Despite the fact that we see Parks Canada facilities scattered through the Islands and see the park described and mapped while we travel on the ferries, the park is still not formally established under the Canada National Parks Act. Although it was announced as established in 2003, a number of legal steps are still incomplete. The key factor has been to remove all encumbrances on a large number of separate properties. Much great work has been done. Through a non-coercive process, key lands have been drawn into the park. Much of this is due to the cooperation of the provincial government. The federal government has been able to buy lands to expand the reach of national park status and protection. All told, the park protects about 35 square kilometres of precious habitat.

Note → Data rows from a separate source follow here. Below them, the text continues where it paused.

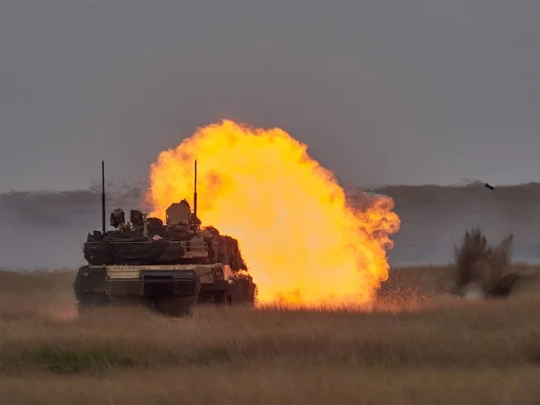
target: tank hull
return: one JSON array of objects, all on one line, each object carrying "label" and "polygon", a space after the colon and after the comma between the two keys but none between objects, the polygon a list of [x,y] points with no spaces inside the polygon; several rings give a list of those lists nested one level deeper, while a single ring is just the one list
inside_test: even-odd
[{"label": "tank hull", "polygon": [[197,304],[253,306],[256,286],[227,265],[84,266],[73,284],[77,308],[145,306],[186,316]]}]

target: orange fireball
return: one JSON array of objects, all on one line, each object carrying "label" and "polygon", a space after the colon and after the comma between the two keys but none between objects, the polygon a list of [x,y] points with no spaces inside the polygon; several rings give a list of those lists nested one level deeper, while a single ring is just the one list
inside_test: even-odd
[{"label": "orange fireball", "polygon": [[148,200],[165,218],[192,201],[198,161],[198,216],[238,239],[263,304],[364,305],[388,278],[393,204],[358,212],[331,172],[278,128],[223,121],[200,128],[151,166]]}]

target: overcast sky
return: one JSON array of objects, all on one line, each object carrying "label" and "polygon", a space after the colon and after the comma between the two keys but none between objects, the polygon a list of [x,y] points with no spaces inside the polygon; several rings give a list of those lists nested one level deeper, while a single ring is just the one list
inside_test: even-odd
[{"label": "overcast sky", "polygon": [[220,118],[346,184],[540,180],[538,0],[4,0],[0,190],[148,173]]}]

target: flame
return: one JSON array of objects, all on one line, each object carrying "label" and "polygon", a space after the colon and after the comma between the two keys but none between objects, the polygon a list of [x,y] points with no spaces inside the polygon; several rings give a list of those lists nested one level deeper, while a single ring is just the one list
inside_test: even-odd
[{"label": "flame", "polygon": [[[198,130],[151,166],[148,202],[165,218],[193,199],[198,216],[238,239],[262,304],[365,305],[388,278],[392,199],[348,207],[331,172],[284,130],[223,121]],[[193,206],[193,204],[192,204]]]}]

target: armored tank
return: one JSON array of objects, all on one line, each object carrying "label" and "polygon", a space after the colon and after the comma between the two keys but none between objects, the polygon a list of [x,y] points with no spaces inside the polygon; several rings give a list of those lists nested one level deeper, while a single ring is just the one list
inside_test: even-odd
[{"label": "armored tank", "polygon": [[73,284],[79,310],[135,302],[182,316],[197,303],[254,305],[256,286],[238,240],[201,227],[196,185],[194,202],[194,212],[185,199],[173,202],[165,223],[140,210],[130,210],[126,221],[117,208],[110,216],[114,230],[105,230],[104,186],[102,231],[88,234],[83,247],[88,264]]}]

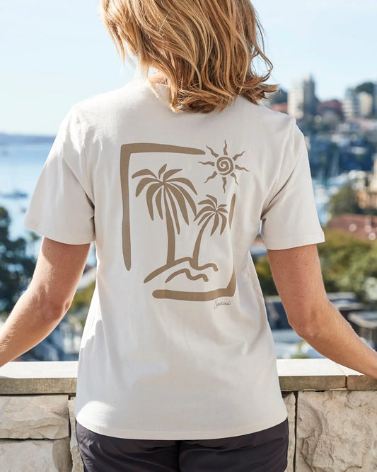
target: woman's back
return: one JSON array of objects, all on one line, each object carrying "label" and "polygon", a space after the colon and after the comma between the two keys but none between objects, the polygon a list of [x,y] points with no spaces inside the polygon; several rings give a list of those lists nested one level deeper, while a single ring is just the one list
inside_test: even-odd
[{"label": "woman's back", "polygon": [[72,244],[95,240],[75,415],[124,438],[260,431],[286,410],[250,247],[261,218],[269,249],[324,240],[303,136],[241,96],[177,113],[156,87],[134,80],[73,106],[25,215],[30,227],[37,206],[45,228],[60,213],[52,238],[74,227]]}]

Meanwhile, some critical issues need to be resolved with First Nations. The designation ‘reserve’ connotes that the establishment of the park does not extinguish aboriginal title. Nevertheless, the proper recognition of First Nations’ traditional use and occupation requires a very high order of meaningful consultation—especially in this case where nineteen First Nations exert some level of claim.
The largest job requiring some new energy and concerted political will is to link all the land-based parts of the park within a marine park. That process has been moving along (or not moving at all) on a parallel track. The creation of a complete network in all 29 marine regions of Canada takes place through the National Marine Conservation Area (NMCA) process. It is, in every region of Canada, woefully behind schedule.
The proposal for the Gulf Islands area is called the Southern Strait of Georgia NMCA and it is currently stuck in what may be the world’s longest feasibility study. The memorandum of understanding between the British Columbia government and the federal government in 2003 launched this process. If you check the website for Parks Canada, you will see the feasibility study is described as underway and likely to take several years. The end point is still identified as ‘sometime in late 2008.’
The beauty of a marine park component linking the scattered bits of protection on Saturna, Mayne, Pender and smaller unpopulated islands is that it would protect key habitat. The levels of protection by law are not particularly onerous. All that is legally forbidden would be off-shore mineral exploration and development. In other words, it does not interrupt the ferries, commercial vessels, nor does it automatically create ‘no take’ fishery zones.
What it would do would be to shift consciousness about the richness of our marine biodiversity. That shift in awareness is being advanced by the newly opened Shaw Ocean Discovery Centre in Sidney. It offers a brilliant array of exhibits to inform and inspire. (If you have not yet visited, make a point of doing so next time you are in the area. About ten minutes from Swartz Bay, next door to the Pier Hotel in Sidney, it is a must, especially if you can bring along children or grandchildren.) Awareness is also being advanced by the move to rename our offshore areas the ‘Salish Sea,’ providing a unity to our mental map and imagining of our home territory. Let’s move to have our marine park created soon. Why not re-name it the Salish Sea NMCA?
It is time for residents of the Saanich-Gulf Islands to start asking some pointed questions. When will we see real progress on the marine component of the Gulf Islands national park reserve? What can we do to help?
Elizabeth E. May is leader of the Green Party of Canada, candidate in Saanich–Gulf Islands and Officer of the Order of Canada.